Le train de banlieue et le métro menant de l’aéroport au centre-ville, inaugurés in extremis vendredi, sont désormais à l’oeuvre. Les 2 000 bus des dix lignes principales fonctionnent désormais 24 heures sur 24, tout comme le tramway, inauguré à la mi-juillet et qui relie le centre-ville aux sites de la banlieue sud du bord de mer.
En matière de sécurité, le système de haute technologie fourni par un consortium international pour contribuer à la sécurité des Jeux est devenu opérationnel mardi dernier avec quelques semaines de retard.
Le “verrouillage” de l’ensemble des installations olympiques, c’est-à-dire leur fermeture après une fouille minutieuse à la recherche d’explosifs, a été mené “à 90 %”, selon le ministre de l’Ordre public Georges Voulgarakis, et devrait être achevé jeudi.
A peu près en même temps, les forces armées grecques auront terminé le déploiement de quelque 13 000 soldats pour surveiller air, mer et terre.
Trente-cinq bâtiments de la marine grecque ont ainsi été progressivement mis en place depuis le début du mois en mer Egée (est) et en mer Ionienne (ouest) pour contrôler les navires suspects et arrêter les arrivées de clandestins, parmi lesquels pourraient se cacher des terroristes. La flotte devrait être totalement opérationnelle aujourd’hui.
Quant aux huit bâtiments de la Force navale permanente en Méditerranée de l’Otan (Stanavformed), ils seront sur zone à partir de vendredi, dans les eaux internationales bordant les eaux grecques, pour renforcer la surveillance et le contrôle.

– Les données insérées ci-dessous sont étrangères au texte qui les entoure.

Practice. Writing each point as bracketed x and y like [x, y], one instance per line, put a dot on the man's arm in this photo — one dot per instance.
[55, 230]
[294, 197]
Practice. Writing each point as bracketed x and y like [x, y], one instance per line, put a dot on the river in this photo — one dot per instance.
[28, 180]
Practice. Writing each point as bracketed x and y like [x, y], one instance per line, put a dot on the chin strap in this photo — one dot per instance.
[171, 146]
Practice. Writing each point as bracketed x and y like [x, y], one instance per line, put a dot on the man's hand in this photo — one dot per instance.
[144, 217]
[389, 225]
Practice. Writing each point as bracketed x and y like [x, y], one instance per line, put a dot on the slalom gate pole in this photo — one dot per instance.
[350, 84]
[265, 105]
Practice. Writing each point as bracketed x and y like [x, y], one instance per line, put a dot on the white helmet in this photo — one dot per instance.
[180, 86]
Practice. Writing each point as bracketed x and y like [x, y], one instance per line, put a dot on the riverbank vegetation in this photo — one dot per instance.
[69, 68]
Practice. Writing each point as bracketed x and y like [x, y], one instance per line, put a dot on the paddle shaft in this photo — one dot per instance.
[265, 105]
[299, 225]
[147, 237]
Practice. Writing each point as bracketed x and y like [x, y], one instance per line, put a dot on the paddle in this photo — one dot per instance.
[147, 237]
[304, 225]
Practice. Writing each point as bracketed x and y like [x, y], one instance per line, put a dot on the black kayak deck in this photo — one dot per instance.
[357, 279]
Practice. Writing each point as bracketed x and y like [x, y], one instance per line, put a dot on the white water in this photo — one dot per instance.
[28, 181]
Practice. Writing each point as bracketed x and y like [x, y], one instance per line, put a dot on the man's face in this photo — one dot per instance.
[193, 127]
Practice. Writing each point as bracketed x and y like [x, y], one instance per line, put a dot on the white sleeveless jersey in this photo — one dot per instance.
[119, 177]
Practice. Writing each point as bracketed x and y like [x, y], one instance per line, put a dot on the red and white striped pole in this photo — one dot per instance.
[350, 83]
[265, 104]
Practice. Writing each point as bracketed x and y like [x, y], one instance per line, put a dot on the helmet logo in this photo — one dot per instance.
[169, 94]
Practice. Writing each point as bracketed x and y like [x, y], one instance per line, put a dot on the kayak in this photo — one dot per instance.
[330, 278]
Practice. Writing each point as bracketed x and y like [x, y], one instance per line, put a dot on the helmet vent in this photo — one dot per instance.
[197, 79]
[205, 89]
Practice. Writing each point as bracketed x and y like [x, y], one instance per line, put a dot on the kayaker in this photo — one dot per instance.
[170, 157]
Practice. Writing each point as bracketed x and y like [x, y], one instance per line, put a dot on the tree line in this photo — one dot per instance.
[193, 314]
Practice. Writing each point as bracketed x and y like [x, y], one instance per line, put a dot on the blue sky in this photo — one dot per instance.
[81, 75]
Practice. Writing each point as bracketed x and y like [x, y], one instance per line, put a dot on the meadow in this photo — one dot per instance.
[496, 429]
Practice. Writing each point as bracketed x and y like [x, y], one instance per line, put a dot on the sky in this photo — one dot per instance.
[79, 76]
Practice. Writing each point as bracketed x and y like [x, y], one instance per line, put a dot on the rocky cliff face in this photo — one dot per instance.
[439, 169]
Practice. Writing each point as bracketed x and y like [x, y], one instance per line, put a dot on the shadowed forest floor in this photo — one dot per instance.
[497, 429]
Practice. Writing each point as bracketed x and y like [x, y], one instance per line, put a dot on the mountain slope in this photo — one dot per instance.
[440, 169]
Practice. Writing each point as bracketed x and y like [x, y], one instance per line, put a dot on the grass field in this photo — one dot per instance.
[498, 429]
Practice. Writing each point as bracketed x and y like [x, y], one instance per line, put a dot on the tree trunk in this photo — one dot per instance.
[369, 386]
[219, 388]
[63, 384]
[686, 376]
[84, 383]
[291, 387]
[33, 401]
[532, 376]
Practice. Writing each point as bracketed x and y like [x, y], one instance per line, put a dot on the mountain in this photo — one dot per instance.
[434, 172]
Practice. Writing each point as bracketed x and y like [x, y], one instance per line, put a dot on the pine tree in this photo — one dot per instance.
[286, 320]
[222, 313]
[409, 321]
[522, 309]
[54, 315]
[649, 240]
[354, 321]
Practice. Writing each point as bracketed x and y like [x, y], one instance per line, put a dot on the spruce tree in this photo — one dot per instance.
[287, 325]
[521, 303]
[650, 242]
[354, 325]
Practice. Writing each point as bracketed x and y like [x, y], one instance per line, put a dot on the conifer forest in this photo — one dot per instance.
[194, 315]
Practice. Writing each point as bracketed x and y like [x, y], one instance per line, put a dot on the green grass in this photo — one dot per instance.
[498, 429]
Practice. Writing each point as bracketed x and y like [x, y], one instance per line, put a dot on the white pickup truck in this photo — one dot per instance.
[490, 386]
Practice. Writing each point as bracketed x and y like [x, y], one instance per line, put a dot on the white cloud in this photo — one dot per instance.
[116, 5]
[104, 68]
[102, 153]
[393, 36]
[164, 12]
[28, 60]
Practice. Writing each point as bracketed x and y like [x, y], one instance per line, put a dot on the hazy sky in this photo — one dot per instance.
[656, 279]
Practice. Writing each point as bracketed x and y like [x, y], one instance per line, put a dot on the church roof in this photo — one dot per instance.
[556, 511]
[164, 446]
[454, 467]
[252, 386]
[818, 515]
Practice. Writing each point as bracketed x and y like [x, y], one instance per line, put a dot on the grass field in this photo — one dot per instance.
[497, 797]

L’armée de l’air a pour sa part installé des batteries de missiles anti-aériens à longue portée, des Patriot américains ou des S-300 russes, dans différentes bases aériennes du pays, ainsi que des missiles moyenne portée Crotale. Quatre Awacs de l’Otan, basés au nord-ouest, entameront par ailleurs leurs missions de surveillance aérienne le 10 août.
Les derniers éléments de l’unité internationale de l’Otan pour la protection contre la menace NRBC (nucléaire, radiologique, biologique, chimique) devaient arriver lundi.
Mais, selon une haute source militaire, les autorités grecques n’ont “aucune indication sur une éventuelle menace contre les Jeux”.
La seule menace qui semble se profiler à l’horizon est celle du vent et des orages, selon le service météorologique grec. Celui-ci ne prévoit pas de canicule, mais de courts orages d’une durée de 30 minutes à une heure, qui devraient tomber en début d’après-midi, mais a priori sans grandes répercussions sur la plupart des épreuves.
Après la gigantesque panne électrique du 12 juillet, Athènes a également connu des difficultés sur ses installations téléphoniques.
Pendant plus de six heures, toutes les banlieues nord de la ville, et 14 installations olympiques, dont le village des athlètes, ont été privées de téléphone. Cette panne a eu lieu au moment où l’opérateur national grec (OTE) tentait de basculer ses lignes sur un nouveau système mis en place justement en prévision des Jeux. Des travaux d’urgence ont été effectués ce week-end pour éviter un nouvel incident de ce genre.
Mais il y a aussi eu de bonnes nouvelles pour les organisateurs : le comité d’organisation s’est félicité dimanche d’une envolée “impressionnante” des ventes de billets pour les compétitions : 80 000 la semaine dernière par rapport aux 28 000 billets vendus en moyenne chaque semaine en juin.